Ação Concursados: Fenae e Contraf protocolam embargos de declaração em defesa de concursados

A Federação Nacional das Associações do Pessoal da Caixa Econômica
Federal (Fenae) e a Confederação Nacional dos Trabalhadores do Ramo
Financeiro (Contraf-CUT) protocolaram, nessa quarta-feira (1), embargos
de declaração contra o acórdão RE nº 960.429.

A decisão do ministro do Supremo Tribunal Federal (STF), Gilmar Mendes,
impacta as ações coletivas e individuais de concursados que ainda não
transitaram em julgado pois as direcionava para a justiça comum.

Confira a íntegra do documento:

No dia de hoje, 1º de julho de 2020, a Federação Nacional das
Associações do Pessoal da Caixa Econômica Federal (FENAE) e a
Confederação Nacional dos Trabalhadores do Ramo Financeiro (CONTRAF-CUT)
opuseram embargos de declaração contra o acórdão do RE nº 960.429.

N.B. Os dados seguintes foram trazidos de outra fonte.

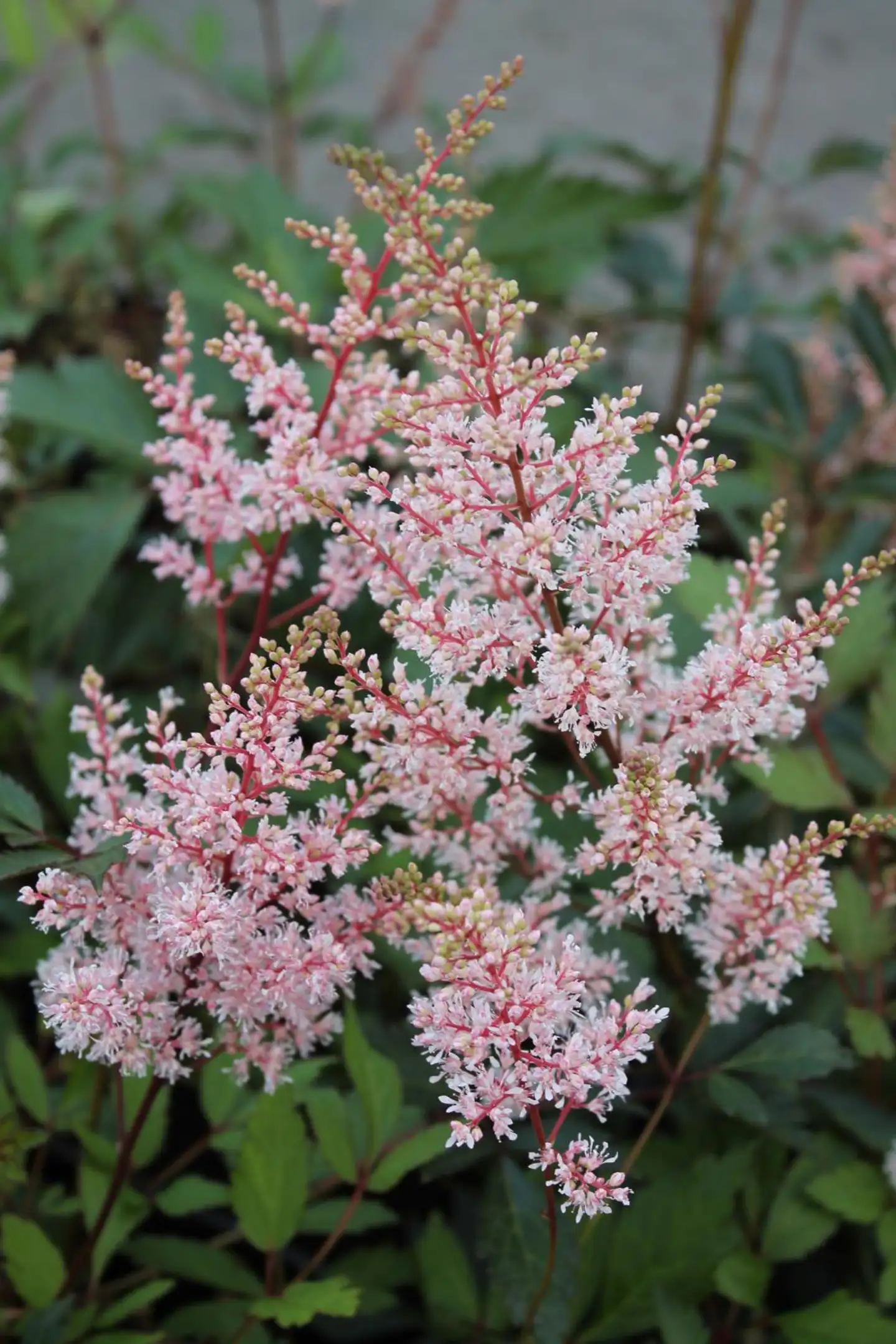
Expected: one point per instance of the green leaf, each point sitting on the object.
(152, 1136)
(376, 1079)
(846, 155)
(409, 1155)
(796, 1051)
(679, 1323)
(100, 860)
(887, 1285)
(869, 1034)
(61, 550)
(218, 1320)
(859, 932)
(301, 1303)
(446, 1277)
(322, 1218)
(887, 1236)
(515, 1241)
(737, 1098)
(330, 1120)
(128, 1338)
(15, 678)
(777, 370)
(198, 1264)
(26, 1078)
(19, 863)
(743, 1279)
(872, 335)
(223, 1100)
(795, 1224)
(129, 1210)
(271, 1180)
(207, 35)
(191, 1195)
(673, 1237)
(31, 1262)
(21, 812)
(19, 38)
(91, 400)
(859, 651)
(706, 586)
(839, 1319)
(136, 1301)
(798, 779)
(856, 1191)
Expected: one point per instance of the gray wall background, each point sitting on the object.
(635, 70)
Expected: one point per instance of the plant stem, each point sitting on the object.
(119, 1178)
(402, 92)
(284, 134)
(551, 1214)
(336, 1236)
(672, 1086)
(732, 45)
(767, 121)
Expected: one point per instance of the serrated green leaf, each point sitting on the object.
(673, 1237)
(134, 1301)
(31, 1262)
(91, 400)
(680, 1323)
(409, 1155)
(800, 1050)
(26, 1078)
(330, 1120)
(271, 1182)
(376, 1079)
(869, 1034)
(795, 1224)
(301, 1303)
(706, 586)
(737, 1098)
(21, 863)
(198, 1264)
(446, 1279)
(775, 367)
(798, 779)
(859, 932)
(839, 1319)
(743, 1279)
(856, 1191)
(19, 809)
(515, 1242)
(191, 1195)
(62, 547)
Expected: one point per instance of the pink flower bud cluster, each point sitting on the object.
(521, 577)
(869, 265)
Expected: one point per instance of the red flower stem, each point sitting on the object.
(116, 1185)
(551, 1214)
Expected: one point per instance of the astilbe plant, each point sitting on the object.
(500, 558)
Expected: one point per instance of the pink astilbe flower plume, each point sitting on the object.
(521, 580)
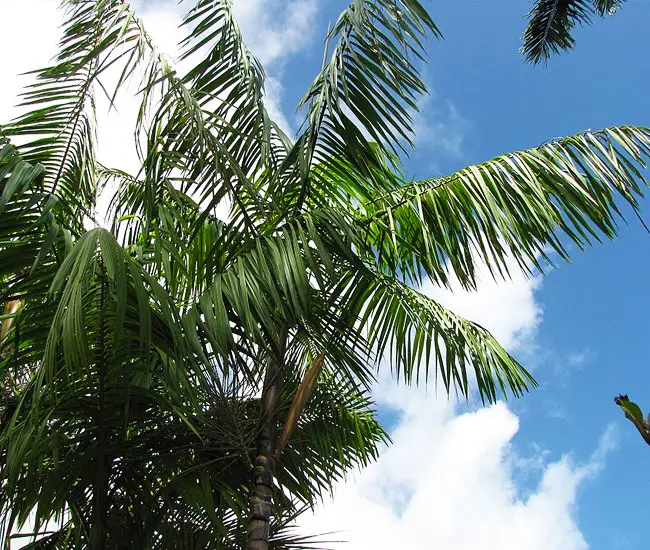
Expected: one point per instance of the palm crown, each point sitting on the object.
(150, 365)
(551, 22)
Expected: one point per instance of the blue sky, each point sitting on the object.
(582, 329)
(593, 340)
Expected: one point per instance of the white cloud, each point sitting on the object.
(275, 29)
(27, 43)
(439, 127)
(456, 479)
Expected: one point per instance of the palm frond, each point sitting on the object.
(551, 22)
(58, 128)
(521, 205)
(367, 87)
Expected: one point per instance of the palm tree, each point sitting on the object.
(161, 360)
(551, 22)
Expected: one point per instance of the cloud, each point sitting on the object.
(27, 43)
(457, 479)
(439, 127)
(276, 29)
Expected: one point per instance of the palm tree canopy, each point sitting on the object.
(551, 22)
(138, 351)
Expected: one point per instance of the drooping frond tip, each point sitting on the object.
(551, 22)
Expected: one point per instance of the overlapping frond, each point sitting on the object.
(367, 88)
(58, 129)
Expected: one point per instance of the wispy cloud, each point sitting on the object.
(455, 479)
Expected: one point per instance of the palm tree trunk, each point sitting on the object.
(261, 492)
(98, 531)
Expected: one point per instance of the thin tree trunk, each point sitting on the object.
(261, 494)
(98, 531)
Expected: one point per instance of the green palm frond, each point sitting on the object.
(551, 22)
(367, 86)
(520, 205)
(58, 128)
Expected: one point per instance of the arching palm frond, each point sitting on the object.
(58, 128)
(518, 205)
(365, 92)
(551, 22)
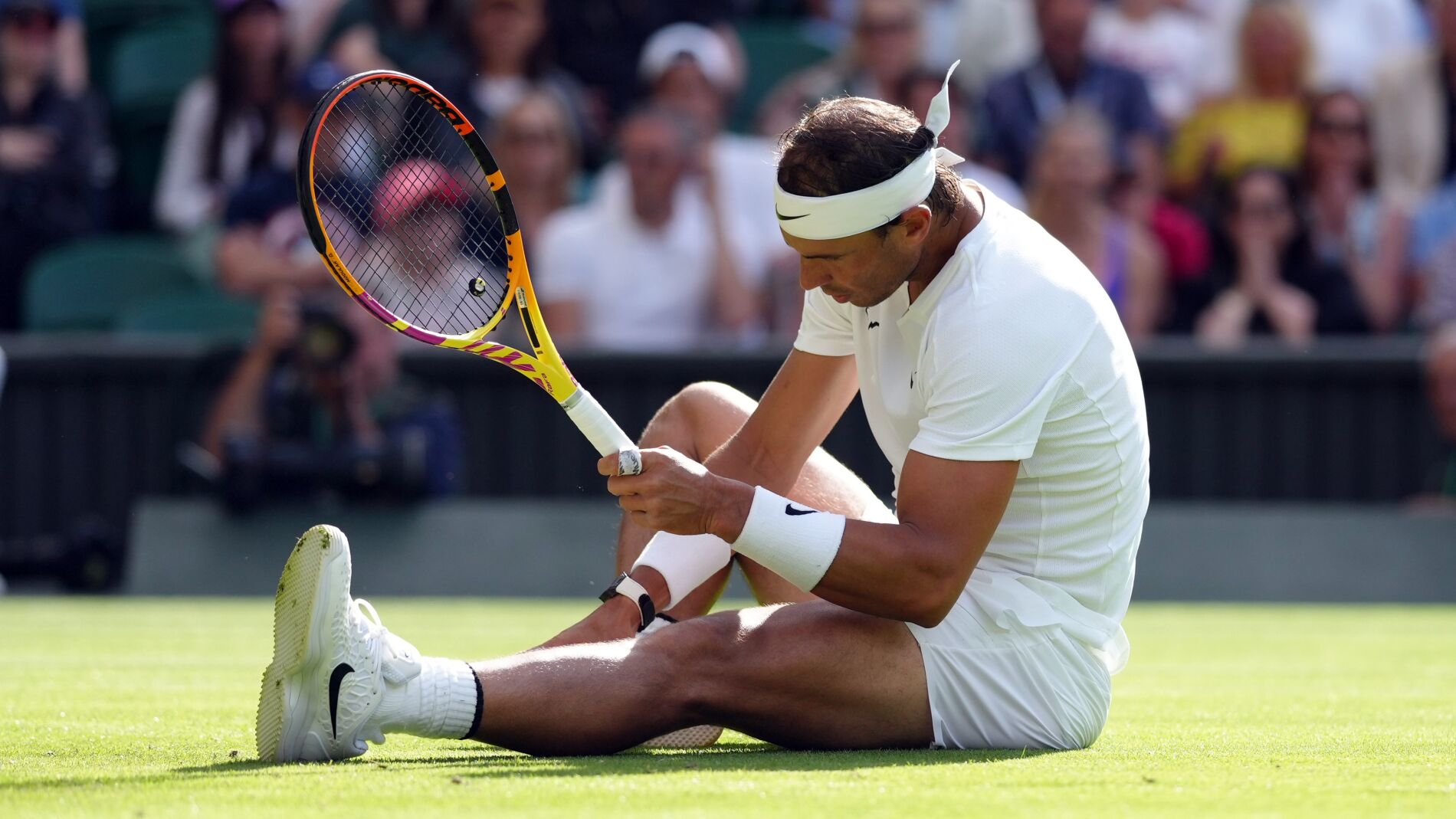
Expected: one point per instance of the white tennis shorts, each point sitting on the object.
(996, 689)
(1011, 690)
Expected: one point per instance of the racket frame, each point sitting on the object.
(545, 367)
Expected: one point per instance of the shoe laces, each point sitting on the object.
(398, 660)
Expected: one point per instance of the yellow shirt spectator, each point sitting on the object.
(1231, 134)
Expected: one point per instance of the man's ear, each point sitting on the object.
(917, 223)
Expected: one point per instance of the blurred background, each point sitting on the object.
(1266, 188)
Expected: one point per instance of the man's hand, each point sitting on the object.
(676, 493)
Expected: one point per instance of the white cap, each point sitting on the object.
(699, 44)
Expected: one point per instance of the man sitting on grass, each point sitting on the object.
(982, 613)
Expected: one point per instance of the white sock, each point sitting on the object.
(438, 703)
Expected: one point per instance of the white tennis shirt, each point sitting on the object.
(1014, 352)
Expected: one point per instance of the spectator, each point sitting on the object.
(264, 242)
(1263, 121)
(1071, 179)
(51, 150)
(1163, 43)
(1414, 106)
(417, 37)
(600, 41)
(959, 134)
(1352, 40)
(689, 70)
(509, 57)
(657, 271)
(1019, 103)
(1441, 385)
(228, 124)
(989, 38)
(1267, 277)
(316, 403)
(1349, 223)
(536, 146)
(1433, 252)
(881, 56)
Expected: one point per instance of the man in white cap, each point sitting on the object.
(982, 613)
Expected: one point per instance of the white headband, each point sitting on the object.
(857, 211)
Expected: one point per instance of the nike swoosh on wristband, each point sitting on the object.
(335, 680)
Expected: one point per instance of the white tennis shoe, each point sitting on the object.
(331, 660)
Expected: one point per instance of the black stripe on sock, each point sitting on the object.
(480, 704)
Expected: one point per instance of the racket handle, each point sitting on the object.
(602, 431)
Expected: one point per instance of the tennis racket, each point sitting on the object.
(411, 215)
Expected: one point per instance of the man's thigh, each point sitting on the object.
(807, 675)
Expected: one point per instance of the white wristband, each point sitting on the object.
(789, 540)
(684, 562)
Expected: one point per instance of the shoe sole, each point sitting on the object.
(687, 738)
(296, 613)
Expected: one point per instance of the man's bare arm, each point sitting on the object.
(804, 402)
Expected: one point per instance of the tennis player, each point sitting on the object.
(983, 611)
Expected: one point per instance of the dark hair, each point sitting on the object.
(232, 98)
(851, 143)
(1312, 105)
(1300, 249)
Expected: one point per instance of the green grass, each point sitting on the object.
(127, 707)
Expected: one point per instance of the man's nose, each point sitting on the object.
(808, 280)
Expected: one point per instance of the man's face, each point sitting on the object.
(861, 270)
(655, 160)
(1063, 25)
(27, 40)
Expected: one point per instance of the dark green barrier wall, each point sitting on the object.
(87, 427)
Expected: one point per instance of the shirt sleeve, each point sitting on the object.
(825, 329)
(988, 395)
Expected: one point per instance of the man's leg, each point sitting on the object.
(697, 422)
(805, 675)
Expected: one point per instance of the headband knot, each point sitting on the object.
(857, 211)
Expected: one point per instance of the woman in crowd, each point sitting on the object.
(1267, 277)
(1350, 224)
(228, 124)
(417, 37)
(536, 144)
(50, 147)
(1071, 176)
(884, 50)
(510, 61)
(1263, 121)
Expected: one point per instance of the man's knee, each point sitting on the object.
(698, 658)
(699, 416)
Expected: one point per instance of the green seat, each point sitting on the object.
(87, 286)
(147, 71)
(150, 67)
(772, 50)
(198, 310)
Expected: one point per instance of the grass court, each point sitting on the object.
(145, 707)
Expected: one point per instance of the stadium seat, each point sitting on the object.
(773, 50)
(147, 71)
(198, 310)
(87, 284)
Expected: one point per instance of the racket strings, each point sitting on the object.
(409, 211)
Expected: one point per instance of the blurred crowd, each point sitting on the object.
(1225, 168)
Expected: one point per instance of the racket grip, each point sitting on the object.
(602, 431)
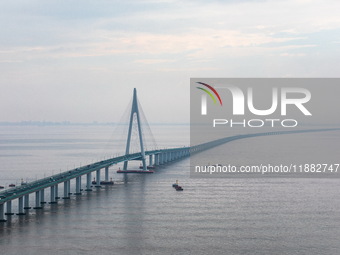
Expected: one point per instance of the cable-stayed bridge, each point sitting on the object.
(149, 159)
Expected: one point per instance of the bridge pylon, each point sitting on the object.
(135, 111)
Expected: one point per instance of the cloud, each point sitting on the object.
(88, 47)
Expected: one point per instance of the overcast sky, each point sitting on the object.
(80, 60)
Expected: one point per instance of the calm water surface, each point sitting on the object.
(143, 214)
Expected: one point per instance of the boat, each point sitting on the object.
(148, 167)
(135, 171)
(107, 182)
(177, 187)
(110, 182)
(175, 184)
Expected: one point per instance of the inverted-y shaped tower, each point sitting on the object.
(135, 110)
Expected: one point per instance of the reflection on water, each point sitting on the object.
(144, 214)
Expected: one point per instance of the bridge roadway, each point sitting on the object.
(156, 157)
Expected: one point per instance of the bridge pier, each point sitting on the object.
(150, 160)
(21, 206)
(98, 179)
(42, 196)
(107, 174)
(88, 182)
(37, 200)
(66, 190)
(9, 208)
(78, 185)
(56, 192)
(161, 158)
(52, 195)
(69, 187)
(156, 160)
(27, 202)
(2, 215)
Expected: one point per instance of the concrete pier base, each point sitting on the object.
(9, 208)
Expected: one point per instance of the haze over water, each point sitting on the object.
(143, 214)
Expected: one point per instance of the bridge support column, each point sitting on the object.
(161, 157)
(66, 193)
(56, 192)
(27, 202)
(150, 160)
(69, 187)
(21, 206)
(42, 196)
(156, 160)
(98, 179)
(88, 182)
(2, 215)
(37, 200)
(107, 174)
(52, 195)
(9, 208)
(78, 183)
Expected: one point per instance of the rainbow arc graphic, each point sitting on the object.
(209, 90)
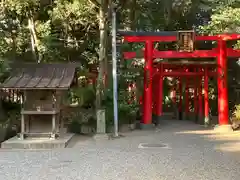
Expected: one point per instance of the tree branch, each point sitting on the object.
(95, 3)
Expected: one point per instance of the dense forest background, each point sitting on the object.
(79, 31)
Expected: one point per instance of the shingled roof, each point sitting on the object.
(41, 76)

Para relembrar, por essa decisão, a maioria do STF confirmou a tese
jurídica então proposta pelo Ministro Gilmar Mendes, segundo a qual
“compete à justiça comum processar e julgar controvérsias relacionadas à
fase pré-contratual de seleção e de contratação de pessoal e eventual
nulidade do certame do concurso em face da Administração Pública, direta
e indireta, nas hipóteses em que adotado o regime celetista de
contratação de pessoal”.

Pelo recurso agora oposto, a FENAE e a CONTRAF ressaltaram que, à luz
dos próprios fundamentos do acórdão, diante da tese jurídica declarada,
não se podia afirmar, de pronto, que a justiça do trabalho tenha sido
tida como incompetente para o julgamento de toda e qualquer demanda
relacionada com a seleção e contratação de empregados públicos.  Sim,
pois, pelos votos da Ministra Rosa Weber e o Ministro Marco Aurélio, por
exemplo, com base em jurisprudência já consolidada pelo próprio STF, a
aprovação do candidato no concurso público faz nascer a expectativa da
contratação — ou o “contrato promessa” —, cujas lides devem ser da
competência da justiça especial do trabalho.  Exemplo citado foram os
casos de preterição na posse, configurada pela contratação de
terceirizados para o mesmo cargo do concursado aprovado.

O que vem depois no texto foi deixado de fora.